День стоял как по заказу — березы светло горели на солнце, лист истончался, прозрачнел от света, и хоть на кладбище было немало ели, сосны, особенно ели — темной и на солнце, — все вокруг будто налилось пронизывающим теплом, струилось светом, отдавало солнечной игрой. Напротив ограды, совсем рядом, на кусте акации, которую кто-то посадил в память о ком-то, на самой вершинке куста сидела, слегка покачиваясь, лесная зарянка, маленькая, юркая, с малиновым подбрюшком, и веселыми черными глазами оглядывала вокруг пространство, в которое летела ее цвиркающая-тренькающая песенка. Казалось Петровне, будто зарянка нарочно прилетела сюда, к ней, к старухе, чтобы показать себя и похвастаться пеньем и нарядом, и Петровна невольно улыбалась, боясь шелохнуться, спугнуть неожиданную подружку. Веселая была зарянка, смелая, пела и пела себе; видно было, как тонко, пульсирующе бьется ее шея, когда из горла с посвистом и с теньканьем вырывалась песенная музыка.

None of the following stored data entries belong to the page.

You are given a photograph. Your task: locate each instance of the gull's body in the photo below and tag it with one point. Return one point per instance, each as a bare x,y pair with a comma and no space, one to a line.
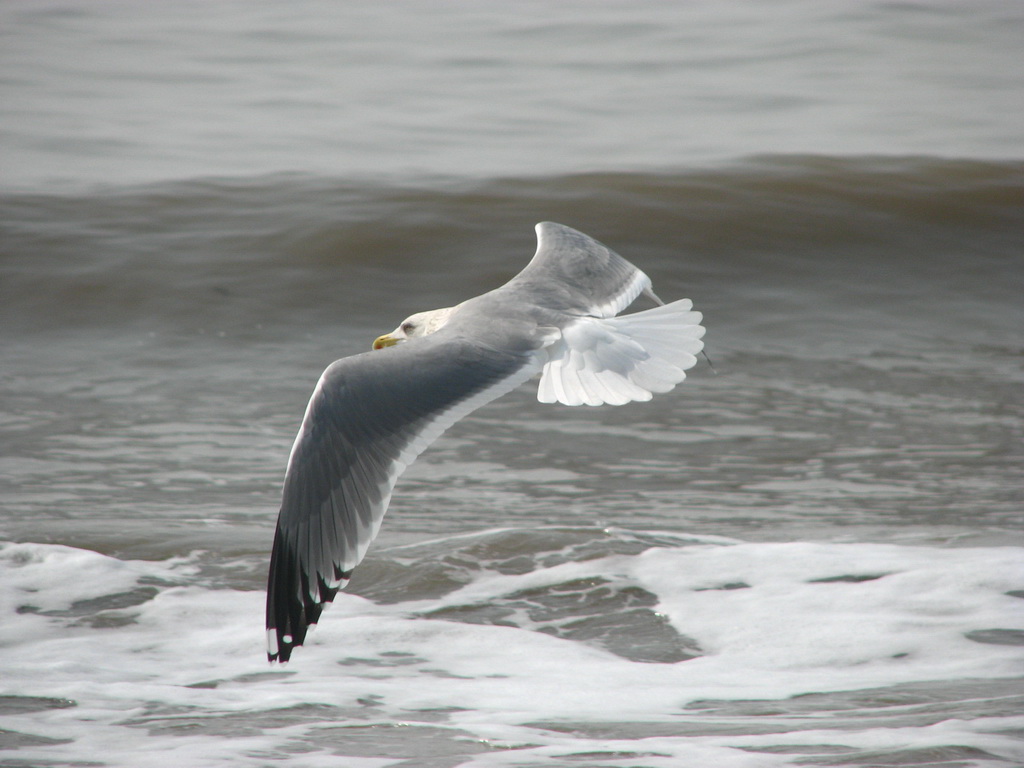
372,414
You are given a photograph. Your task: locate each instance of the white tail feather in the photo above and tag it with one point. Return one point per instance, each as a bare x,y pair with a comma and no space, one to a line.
615,360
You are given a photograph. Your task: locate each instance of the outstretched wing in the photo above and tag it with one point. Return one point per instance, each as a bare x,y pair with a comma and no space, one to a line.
573,273
369,418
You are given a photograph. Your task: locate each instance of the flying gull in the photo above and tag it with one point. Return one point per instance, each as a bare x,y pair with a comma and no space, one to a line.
372,414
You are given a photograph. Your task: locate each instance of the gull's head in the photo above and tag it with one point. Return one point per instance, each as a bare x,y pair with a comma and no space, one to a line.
421,324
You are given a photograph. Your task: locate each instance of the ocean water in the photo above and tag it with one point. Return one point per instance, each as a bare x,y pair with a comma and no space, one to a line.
811,554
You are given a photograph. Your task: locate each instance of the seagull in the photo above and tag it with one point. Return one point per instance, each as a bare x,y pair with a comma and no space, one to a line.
371,415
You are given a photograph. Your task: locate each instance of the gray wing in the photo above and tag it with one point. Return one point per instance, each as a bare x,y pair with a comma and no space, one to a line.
369,418
574,273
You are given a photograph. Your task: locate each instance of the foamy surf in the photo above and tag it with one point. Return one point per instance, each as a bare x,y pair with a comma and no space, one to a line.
770,654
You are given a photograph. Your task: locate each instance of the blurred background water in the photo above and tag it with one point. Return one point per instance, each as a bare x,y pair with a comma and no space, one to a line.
202,205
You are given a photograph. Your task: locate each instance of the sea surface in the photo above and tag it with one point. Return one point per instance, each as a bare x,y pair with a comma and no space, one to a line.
811,553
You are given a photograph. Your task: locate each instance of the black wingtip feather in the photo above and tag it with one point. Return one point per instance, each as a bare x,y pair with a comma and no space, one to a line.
290,608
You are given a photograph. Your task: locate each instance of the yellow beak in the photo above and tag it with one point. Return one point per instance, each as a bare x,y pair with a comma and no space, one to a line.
384,341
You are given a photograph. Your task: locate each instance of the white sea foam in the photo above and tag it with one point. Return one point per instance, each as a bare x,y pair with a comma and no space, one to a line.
164,671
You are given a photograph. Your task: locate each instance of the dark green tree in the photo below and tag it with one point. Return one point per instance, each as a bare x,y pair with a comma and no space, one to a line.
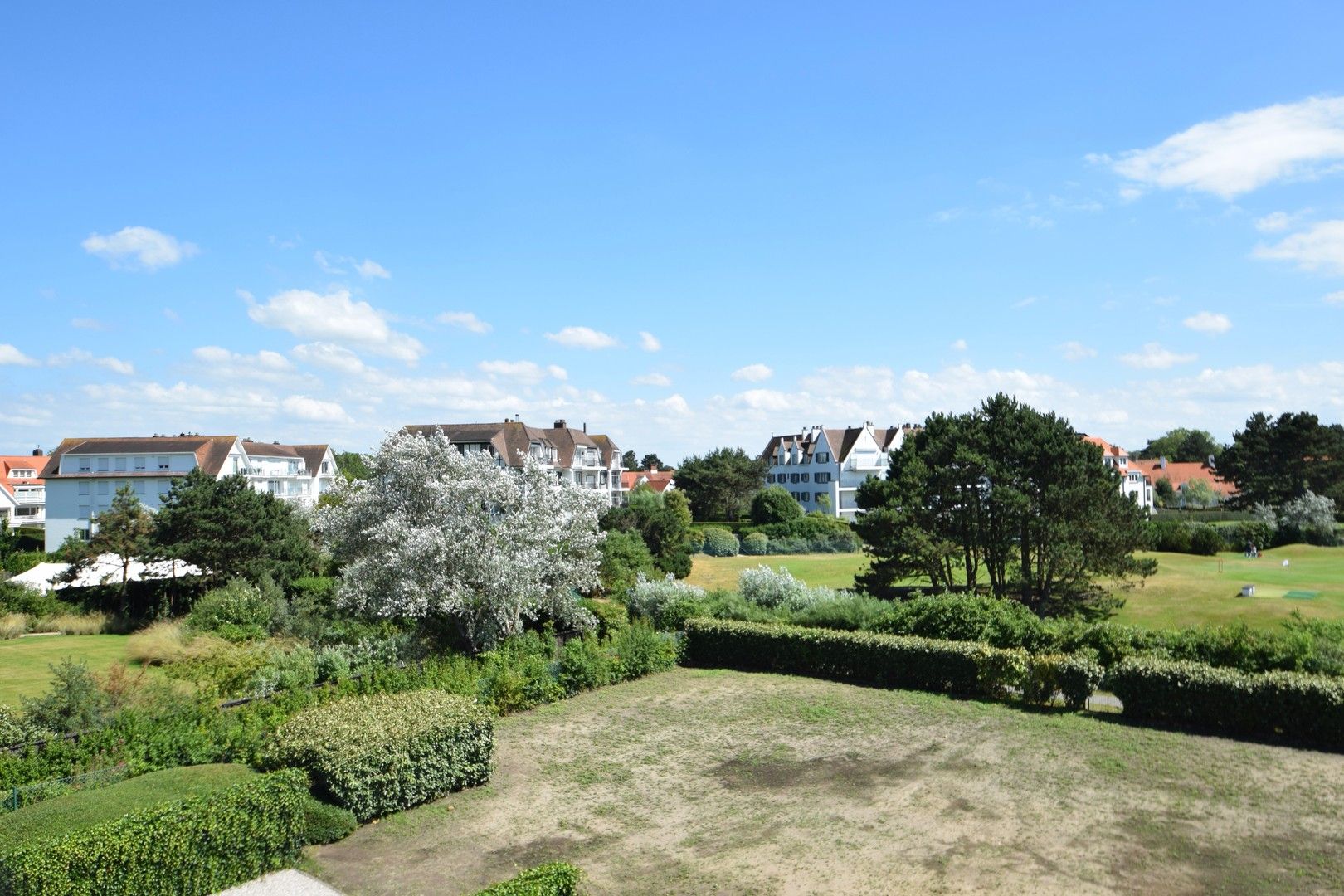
1008,500
233,531
774,504
1181,446
351,465
721,484
1273,461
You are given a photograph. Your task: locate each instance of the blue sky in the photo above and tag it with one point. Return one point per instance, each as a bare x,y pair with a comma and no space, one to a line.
689,227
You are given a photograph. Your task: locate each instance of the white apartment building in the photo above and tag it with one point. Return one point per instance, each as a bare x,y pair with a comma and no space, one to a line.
84,475
823,468
1133,481
576,457
23,494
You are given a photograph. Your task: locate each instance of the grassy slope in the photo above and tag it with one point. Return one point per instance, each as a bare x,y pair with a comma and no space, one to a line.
88,807
1187,590
709,782
24,661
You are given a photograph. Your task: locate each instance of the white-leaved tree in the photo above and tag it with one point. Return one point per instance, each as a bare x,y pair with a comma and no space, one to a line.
438,533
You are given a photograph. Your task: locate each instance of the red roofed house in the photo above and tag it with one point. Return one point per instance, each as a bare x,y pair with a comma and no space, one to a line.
1185,473
1133,481
23,494
657,480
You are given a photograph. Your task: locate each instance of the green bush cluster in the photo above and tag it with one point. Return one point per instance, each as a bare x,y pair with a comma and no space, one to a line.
325,824
113,841
719,543
553,879
923,664
1300,645
1298,705
383,752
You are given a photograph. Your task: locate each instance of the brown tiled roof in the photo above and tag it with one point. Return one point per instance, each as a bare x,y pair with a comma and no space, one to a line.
210,450
312,455
21,462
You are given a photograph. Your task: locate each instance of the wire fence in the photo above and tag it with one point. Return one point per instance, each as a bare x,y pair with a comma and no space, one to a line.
28,794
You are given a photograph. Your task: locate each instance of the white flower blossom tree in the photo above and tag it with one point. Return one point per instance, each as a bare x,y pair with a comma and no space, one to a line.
438,533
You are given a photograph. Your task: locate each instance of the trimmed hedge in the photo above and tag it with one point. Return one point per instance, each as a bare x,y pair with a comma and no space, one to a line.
382,752
1298,705
553,879
890,660
199,844
325,824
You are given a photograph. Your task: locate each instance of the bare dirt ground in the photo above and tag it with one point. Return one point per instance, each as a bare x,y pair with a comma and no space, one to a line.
723,782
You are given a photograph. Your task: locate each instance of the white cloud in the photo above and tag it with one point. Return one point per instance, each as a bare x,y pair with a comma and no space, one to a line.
10,355
675,403
314,410
464,320
650,379
1244,151
262,366
523,371
81,356
1209,323
329,356
582,338
753,373
335,317
1273,222
368,269
139,249
1322,246
1157,358
1075,351
336,265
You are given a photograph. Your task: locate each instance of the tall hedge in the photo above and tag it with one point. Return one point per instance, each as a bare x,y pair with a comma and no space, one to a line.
1293,704
377,754
552,879
178,848
891,660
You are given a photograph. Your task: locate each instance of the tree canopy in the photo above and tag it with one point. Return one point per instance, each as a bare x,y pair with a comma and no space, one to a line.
721,484
230,529
1273,461
459,539
1181,446
1006,499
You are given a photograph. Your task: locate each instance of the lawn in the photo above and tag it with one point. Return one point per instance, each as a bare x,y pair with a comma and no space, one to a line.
1187,590
713,782
24,661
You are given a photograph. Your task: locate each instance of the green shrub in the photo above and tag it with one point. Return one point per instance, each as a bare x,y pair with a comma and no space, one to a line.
719,543
611,617
382,752
1205,540
183,830
1298,705
325,824
553,879
587,664
878,659
756,543
236,611
1075,676
640,650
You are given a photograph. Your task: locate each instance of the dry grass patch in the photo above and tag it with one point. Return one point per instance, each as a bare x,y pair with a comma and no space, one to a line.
710,782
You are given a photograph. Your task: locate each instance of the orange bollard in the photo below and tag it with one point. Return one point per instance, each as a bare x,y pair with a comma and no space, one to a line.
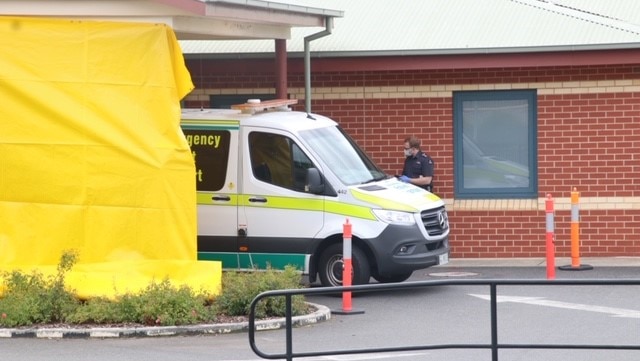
550,246
575,235
347,270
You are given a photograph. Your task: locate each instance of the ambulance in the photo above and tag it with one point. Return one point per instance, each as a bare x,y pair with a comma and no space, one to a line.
276,187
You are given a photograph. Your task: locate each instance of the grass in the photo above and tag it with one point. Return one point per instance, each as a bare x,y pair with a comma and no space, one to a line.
32,299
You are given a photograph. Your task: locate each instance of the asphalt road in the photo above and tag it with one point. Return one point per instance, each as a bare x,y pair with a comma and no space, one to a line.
436,315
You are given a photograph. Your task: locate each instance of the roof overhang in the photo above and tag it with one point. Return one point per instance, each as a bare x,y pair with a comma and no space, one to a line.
190,19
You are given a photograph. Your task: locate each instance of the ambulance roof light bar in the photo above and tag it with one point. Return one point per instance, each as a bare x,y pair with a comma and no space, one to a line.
253,106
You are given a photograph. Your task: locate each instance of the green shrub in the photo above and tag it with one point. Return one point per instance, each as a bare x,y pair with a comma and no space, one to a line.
240,288
33,299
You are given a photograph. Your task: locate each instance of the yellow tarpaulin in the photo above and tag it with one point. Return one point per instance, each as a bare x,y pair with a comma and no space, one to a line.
92,158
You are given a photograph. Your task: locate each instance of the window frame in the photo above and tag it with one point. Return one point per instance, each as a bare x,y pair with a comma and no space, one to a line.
459,97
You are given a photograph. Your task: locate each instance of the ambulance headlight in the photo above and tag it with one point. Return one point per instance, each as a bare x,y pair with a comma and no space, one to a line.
395,217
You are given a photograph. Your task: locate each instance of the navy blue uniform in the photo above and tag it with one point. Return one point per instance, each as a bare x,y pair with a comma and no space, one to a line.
419,165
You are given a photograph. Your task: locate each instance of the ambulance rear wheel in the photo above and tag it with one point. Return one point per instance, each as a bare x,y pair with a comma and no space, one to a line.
331,264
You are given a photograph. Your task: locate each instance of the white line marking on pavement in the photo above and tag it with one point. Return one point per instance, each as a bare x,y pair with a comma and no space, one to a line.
540,301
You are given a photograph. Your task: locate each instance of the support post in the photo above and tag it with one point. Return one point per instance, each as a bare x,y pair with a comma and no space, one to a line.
550,241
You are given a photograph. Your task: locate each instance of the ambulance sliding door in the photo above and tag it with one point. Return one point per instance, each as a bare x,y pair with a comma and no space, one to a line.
215,150
281,219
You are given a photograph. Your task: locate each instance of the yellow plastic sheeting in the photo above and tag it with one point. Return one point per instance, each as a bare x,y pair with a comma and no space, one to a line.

Посидела Петровна еще, посидела, и как улетела зарянка, напоследок смешно дернув хвостом, так поднялась и пошла в ЖЭК.
Встретила ее Яновская, будто и не было между ними ничего, будто не прерывался давешний разговор.
— Вот здесь, Александра Петровна, и распишитесь, — показывала Яновская, и было видно, что делала она это с удовольствием, — и вот здесь еще. Так. А теперь еще здесь. Та-ак… Ну, Александра Петровна, разрешите наконец от всей души поздравить вас с получением ордера! — Яновская встала и крепко, по-мужски пожала старухе руку. — Можете хоть сейчас пойти к себе домой. Вот ключи. — И Яновская протянула два ключа — один общий, от квартиры, другой от комнаты. — Соседи у вас, по-моему, порядочные, думаю, уживетесь. Да и кто в наше время теперь непорядочный? Смешно и говорить…
Петровна вышла из ЖЭКа и, благо это было недалеко, решила уж заодно посмотреть свою комнату. Раньше и смотреть-то отказывалась, зачем ей, а теперь и смотреть можно не смотреть — живи. Да все ж посмотреть охота. Оказалось, дом на самом краю поселка, но хороший дом, кирпичный, вокруг сквер зеленый разбит, а совсем рядом — стадион, там и совсем хорошо, лес рядом. Этаж не первый и не последний, третий — тоже неплохо; хоть и запыхалась, да не так же, если б на пятый забираться. Позвонила Петровна в дверь, открывать своим ключом не решилась — напугаешь еще соседей.
— Кто там?
— Откройте. Соседка ваша новая.
Загремели цепочкой, замком, засовом.
— Здравствуйте вам, — улыбнулась даже как-то виновато немного старуха. — Извините, не знаю, от дел, может, оторвала. Соседка я ваша.
— Вы? — Перед ней стоял заспанный мужчина, в майке, босой. — А-а… соседка. — Он зевнул. — Ну да, проходите. Маша! — крикнул он в комнаты. — Слышь, Мария!
Петровна вошла в коридор, со свету еще плохо видя; споткнулась.
— Как звать-то, мать? — уже веселей спросил мужчина. — Я — Антон. Антон Михалыч. Можно и запросто, по имени.
— А я Петровна, Александра Петровна. В молодости меня больше Шурой звали, а теперь уж — Петровна да Петровна.
— Ну, добре, Петровна. Давай проходи, чай, не в чужую квартиру пришла. Марья! — уже совсем повеселевшим голосом прокричал он в комнаты.
Вышла наконец и Марья; роста небольшого, худая, в халате, простоволосая. Испуганной она какой-то показалась Петровне.
— Вот, знакомься! — совсем как свой показал на Петровну Антон. — Александра Петровна! Соседка наша. А это — Маша, жена моя, значит.
— Очень приятно, — как-то забито, что ли, кивнула Маша. — Мы уж думали, к нам никто не приедет. Как-то нет никого и нет, — простодушно призналась она.